# Simple Dashboard

In [13]:
from utils import plotting
from pathlib import Path

# Path to folder with metrics
metrics_dir = Path("metrics")

# Usage
metrics = plotting.load_all_metrics(metrics_dir, pattern="*_last.json")
plotting.plot_metrics_grid(metrics)


Quick observations:
- Run 1 – overfit, train and validation performance diverge
- Run 2-4 – stable training, both train and validation improve 

# Best Model Comparison

In [19]:
import polars as pl

# Load metrics
best_metrics = plotting.load_all_metrics(metrics_dir, pattern="*_best.json")

# Flatten metrics using list comprehension
rows = [
    {
        "run_name": m["run_name"],
        "train_loss": m["train_loss"][0] if m.get("train_loss") else None,
        "val_loss": m["val_loss"][0] if m.get("val_loss") else None,
        "train_accuracy": m["train_accuracy"][0] if m.get("train_accuracy") else None,
        "val_accuracy": m["val_accuracy"][0] if m.get("val_accuracy") else None,
        "train_time": m.get("train_time"),
        "epochs": m.get("epoch", m.get("epochs")),
    }
    for m in best_metrics
]

# Create Polars DataFrame
df = pl.DataFrame(rows)
df_rounded = df.with_columns([pl.col(pl.Float64).exclude("epochs").round(2)])
# Rank by validation accuracy (descending)
df_ranked = df_rounded.sort("val_accuracy", descending=True)
print(df_ranked)

# print the best run name
print(f"Best run: {df_ranked[0, 'run_name']}")

# Optionally, save
# df_ranked.write_csv("ranked_best_metrics.csv")


shape: (4, 7)
┌────────────────────┬────────────┬──────────┬────────────────┬──────────────┬────────────┬────────┐
│ run_name           ┆ train_loss ┆ val_loss ┆ train_accuracy ┆ val_accuracy ┆ train_time ┆ epochs │
│ ---                ┆ ---        ┆ ---      ┆ ---            ┆ ---          ┆ ---        ┆ ---    │
│ str                ┆ f64        ┆ f64      ┆ f64            ┆ f64          ┆ f64        ┆ i64    │
╞════════════════════╪════════════╪══════════╪════════════════╪══════════════╪════════════╪════════╡
│ TinyVGG_run_3_0929 ┆ 0.45       ┆ 0.57     ┆ 0.84           ┆ 0.81         ┆ 671.11     ┆ 20     │
│ 0127_best          ┆            ┆          ┆                ┆              ┆            ┆        │
│ TinyVGG_run_4_0929 ┆ 0.71       ┆ 0.6      ┆ 0.75           ┆ 0.79         ┆ 670.73     ┆ 19     │
│ 0140_best          ┆            ┆          ┆                ┆              ┆            ┆        │
│ TinyVGG_run_2_0929 ┆ 0.6        ┆ 0.66     ┆ 0.79           ┆ 0.77         

Runs 3 and 4 show the most promise:
- Run 3: Best performance, stable training, early stopping not triggered.
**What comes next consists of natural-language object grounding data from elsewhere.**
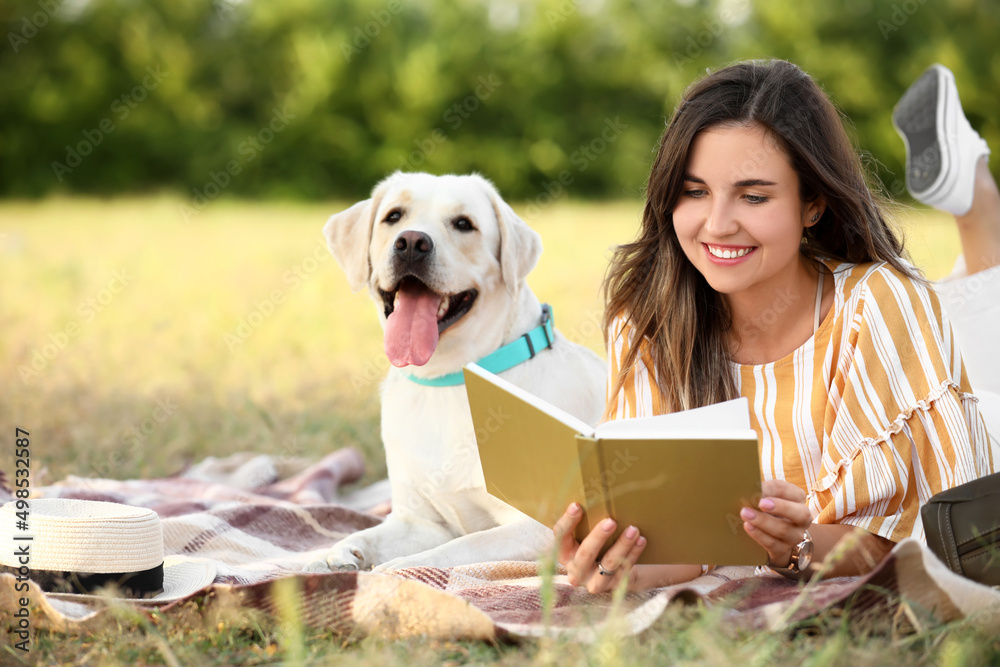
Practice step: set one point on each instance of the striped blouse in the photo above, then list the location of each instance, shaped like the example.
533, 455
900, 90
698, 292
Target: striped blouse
871, 416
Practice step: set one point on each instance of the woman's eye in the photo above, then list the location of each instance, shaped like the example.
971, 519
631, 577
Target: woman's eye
463, 224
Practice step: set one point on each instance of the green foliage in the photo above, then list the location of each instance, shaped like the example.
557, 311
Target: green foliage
316, 99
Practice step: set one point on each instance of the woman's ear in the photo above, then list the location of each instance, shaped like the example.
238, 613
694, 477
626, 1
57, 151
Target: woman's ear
813, 211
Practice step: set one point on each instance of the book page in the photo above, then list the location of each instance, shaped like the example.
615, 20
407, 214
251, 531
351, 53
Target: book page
720, 420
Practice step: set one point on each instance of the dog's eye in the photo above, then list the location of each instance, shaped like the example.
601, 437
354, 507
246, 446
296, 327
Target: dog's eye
463, 224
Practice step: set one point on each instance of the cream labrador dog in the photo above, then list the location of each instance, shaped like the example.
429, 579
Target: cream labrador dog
445, 260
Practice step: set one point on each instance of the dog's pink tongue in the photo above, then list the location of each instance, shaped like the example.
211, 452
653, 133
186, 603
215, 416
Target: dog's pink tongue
411, 329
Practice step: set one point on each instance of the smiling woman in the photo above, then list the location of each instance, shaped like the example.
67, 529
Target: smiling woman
757, 205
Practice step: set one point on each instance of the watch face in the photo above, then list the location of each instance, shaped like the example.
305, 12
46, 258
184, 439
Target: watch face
805, 549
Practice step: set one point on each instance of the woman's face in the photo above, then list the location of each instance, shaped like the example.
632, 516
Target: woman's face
740, 218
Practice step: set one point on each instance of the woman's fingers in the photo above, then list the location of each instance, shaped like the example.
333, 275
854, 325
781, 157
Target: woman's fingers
779, 488
564, 531
618, 560
795, 513
779, 520
584, 562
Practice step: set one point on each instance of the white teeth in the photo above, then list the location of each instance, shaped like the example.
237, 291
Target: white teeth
443, 308
723, 253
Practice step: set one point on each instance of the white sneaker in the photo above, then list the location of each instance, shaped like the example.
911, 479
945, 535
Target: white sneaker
942, 149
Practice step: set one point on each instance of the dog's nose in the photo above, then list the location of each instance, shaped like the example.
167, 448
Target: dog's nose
411, 245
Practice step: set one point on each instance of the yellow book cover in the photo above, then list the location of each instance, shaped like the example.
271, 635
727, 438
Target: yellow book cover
681, 478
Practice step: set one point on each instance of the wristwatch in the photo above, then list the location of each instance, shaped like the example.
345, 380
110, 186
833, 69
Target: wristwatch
801, 556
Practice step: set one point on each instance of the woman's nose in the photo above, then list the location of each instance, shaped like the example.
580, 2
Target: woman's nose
720, 220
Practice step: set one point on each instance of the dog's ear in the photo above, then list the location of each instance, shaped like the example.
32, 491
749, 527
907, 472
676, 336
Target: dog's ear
349, 233
520, 245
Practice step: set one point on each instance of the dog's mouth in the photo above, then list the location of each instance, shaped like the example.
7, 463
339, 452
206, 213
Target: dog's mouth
416, 316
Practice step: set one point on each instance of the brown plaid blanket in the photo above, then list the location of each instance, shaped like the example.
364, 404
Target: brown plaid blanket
260, 519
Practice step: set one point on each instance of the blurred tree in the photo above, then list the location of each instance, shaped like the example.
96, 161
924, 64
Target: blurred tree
309, 98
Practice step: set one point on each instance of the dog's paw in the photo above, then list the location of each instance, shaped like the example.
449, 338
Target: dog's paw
346, 558
316, 566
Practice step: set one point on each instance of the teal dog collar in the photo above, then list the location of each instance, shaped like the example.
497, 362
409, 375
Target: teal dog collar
508, 356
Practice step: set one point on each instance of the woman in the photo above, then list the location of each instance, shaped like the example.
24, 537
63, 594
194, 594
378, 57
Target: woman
765, 267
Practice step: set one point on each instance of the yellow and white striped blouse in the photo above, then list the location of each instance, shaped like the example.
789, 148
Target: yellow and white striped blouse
871, 416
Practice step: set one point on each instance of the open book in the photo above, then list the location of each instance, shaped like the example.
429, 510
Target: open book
681, 478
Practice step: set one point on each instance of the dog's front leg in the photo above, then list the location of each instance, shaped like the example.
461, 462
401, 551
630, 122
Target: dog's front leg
525, 539
397, 536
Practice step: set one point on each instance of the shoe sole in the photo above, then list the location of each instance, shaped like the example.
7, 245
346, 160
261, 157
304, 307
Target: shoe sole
919, 118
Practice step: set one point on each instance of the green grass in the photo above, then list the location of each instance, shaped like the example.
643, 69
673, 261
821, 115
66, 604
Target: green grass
135, 376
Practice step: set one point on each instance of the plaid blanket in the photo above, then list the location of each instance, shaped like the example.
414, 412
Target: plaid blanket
261, 519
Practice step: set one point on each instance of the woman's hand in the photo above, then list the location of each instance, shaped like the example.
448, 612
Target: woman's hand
580, 558
781, 521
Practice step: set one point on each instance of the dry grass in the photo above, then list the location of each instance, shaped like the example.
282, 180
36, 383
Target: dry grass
91, 363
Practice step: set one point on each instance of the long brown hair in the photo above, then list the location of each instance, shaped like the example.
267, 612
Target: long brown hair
666, 301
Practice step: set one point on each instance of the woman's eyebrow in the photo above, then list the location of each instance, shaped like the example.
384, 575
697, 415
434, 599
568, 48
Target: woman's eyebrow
753, 182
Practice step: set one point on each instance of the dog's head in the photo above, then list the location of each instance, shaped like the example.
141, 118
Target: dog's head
444, 257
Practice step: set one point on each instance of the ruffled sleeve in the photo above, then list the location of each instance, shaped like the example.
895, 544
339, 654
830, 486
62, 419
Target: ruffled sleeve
901, 423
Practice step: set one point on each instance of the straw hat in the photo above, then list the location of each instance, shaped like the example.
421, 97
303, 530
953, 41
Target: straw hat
72, 547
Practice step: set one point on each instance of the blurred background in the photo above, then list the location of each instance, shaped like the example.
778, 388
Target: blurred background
166, 167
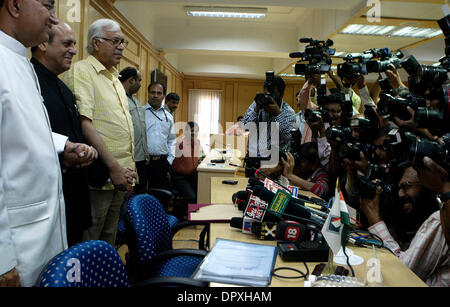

Likely to improve further with continued training.
- Run 4: Second-best performance, stable training, early stopping triggered (just). Has the most regularization, so relaxing early stopping and training longer might yield good results. Small models can struggle with heavy regularization due to limited capacity, so might not beat Run 3 configuration.

We will choose Run 3 best model to evaluate on the testing set in `final_results.ipynb`.